Échec de l'opération commando en Somalie : le film des événements

INFOGRAPHIE Le raid lancé dans la nuit de vendredi à samedi en Somalie pour tenter de libérer Denis Allex, détenu depuis plus de trois ans par les islamistes, a échoué. L'otage a sans doute été exécuté, et les forces françaises ont perdu deux hommes. Le ministre de la Défense est revenu ce dimanche sur le film des événements.

(Autre)

Mi-décembre, François Hollande
donne son feu vert à une opération commando destinée à libérer Denis Allex
(sans doute un pseudo), l'agent de la DGSE détenu depuis trois ans et demi par
des islamistes somaliens.

Un bâtiment de guerre est déployé au large de la Somalie.

Samedi à 0h00 (heure française), au
moins cinq hélicoptères décollent du navire et débarquent une cinquantaine de
commandos du service action (SA) de la DGSE à 3 km de Bulomarer.

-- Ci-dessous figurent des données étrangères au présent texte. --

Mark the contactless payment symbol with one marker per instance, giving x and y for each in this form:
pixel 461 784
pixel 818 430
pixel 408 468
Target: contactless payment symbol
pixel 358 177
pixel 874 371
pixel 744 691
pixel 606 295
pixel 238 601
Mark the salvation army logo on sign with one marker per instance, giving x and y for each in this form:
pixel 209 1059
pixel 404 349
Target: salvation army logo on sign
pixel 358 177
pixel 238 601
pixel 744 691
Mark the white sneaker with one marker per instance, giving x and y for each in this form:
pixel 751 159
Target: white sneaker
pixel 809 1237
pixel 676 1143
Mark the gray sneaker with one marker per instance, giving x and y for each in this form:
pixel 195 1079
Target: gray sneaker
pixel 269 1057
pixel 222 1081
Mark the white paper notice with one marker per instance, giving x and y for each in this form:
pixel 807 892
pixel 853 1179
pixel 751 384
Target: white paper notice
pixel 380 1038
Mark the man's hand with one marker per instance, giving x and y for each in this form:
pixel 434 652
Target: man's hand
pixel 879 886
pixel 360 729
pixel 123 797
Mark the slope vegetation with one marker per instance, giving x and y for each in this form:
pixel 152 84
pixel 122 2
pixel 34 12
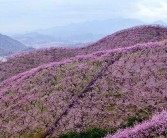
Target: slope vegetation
pixel 125 38
pixel 100 90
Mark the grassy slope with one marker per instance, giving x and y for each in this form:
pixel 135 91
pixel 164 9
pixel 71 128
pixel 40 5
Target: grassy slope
pixel 125 38
pixel 134 84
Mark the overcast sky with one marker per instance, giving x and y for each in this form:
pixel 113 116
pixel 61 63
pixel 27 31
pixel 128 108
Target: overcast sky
pixel 26 15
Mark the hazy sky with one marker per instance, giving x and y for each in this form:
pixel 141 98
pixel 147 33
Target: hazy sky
pixel 27 15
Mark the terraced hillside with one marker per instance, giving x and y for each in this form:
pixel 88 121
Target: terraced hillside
pixel 101 90
pixel 125 38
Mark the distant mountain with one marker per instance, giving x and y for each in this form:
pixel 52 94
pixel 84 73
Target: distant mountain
pixel 72 34
pixel 120 39
pixel 108 90
pixel 10 46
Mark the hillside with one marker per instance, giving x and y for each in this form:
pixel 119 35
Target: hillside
pixel 10 46
pixel 102 90
pixel 125 38
pixel 155 127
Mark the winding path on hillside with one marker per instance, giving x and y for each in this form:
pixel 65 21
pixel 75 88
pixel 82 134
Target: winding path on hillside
pixel 51 130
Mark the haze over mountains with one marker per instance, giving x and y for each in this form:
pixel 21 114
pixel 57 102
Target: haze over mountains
pixel 9 46
pixel 77 34
pixel 111 84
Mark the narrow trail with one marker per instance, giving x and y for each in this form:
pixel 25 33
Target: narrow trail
pixel 51 130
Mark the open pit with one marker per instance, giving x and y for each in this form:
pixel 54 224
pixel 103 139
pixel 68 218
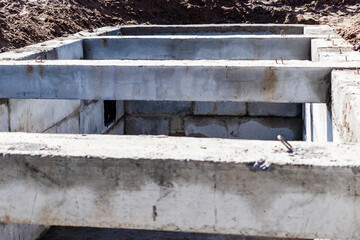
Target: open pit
pixel 234 87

La localité, située
au sud de la capitale Mogadiscio, est sous contrôle islamiste.

La présence du commando français est repérée et rapidement éventée, selon des
habitants sur place. "Les combattants moudjahidine étaient déjà au
courant de l'attaque et nous étions prêts à nous défendre, grâce à Dieu",
confirme
à l'AFP un commandant local islamiste.

Les forces françaises tentent
l'assaut. Des combats acharnés durent environ 45 minutes, avant que le commando français ne décide de battre en retraite, selon les shebab.

"Leur mission était impossible" (employé somalien d'une agence humanitaire locale)

Selon le ministre de la Défense, 17
combattants islamistes sont tués. Les forces françaises déplorent la mort d'un
de leurs hommes, et un second est porté disparu. Les shebab affirment le
détenir, vivant, mais n'ont pas encore apporté la preuve. Dans son allocution
de samedi soir, le président Hollande parle lui de "deux vies
sacrifiées"
parmi les soldats français.

Le sort de l'otage demeure également incertain : "Tout porte à croire
qu'il a été abattu, ensuite, par ses geôliers
",
selon le ministre de
la Défense. Les islamistes affirment qu'il est toujours vivant et détenu. Et promettent
de le juger lundi, comme le militaire capturé.

La population locale pleure la mort
de huit victimes civiles, selon plusieurs témoins sur place. Quatre tués par
des balles perdues lors de la progression des commandos vers Bulomarer, et
quatre autres dans les combats à Bulomarer.

Les soldats français "étaient face à plus de cent combattants shebab
lourdement armés. Leur mission était impossible",
commente un employé
somalien d'une agence humanitaire locale.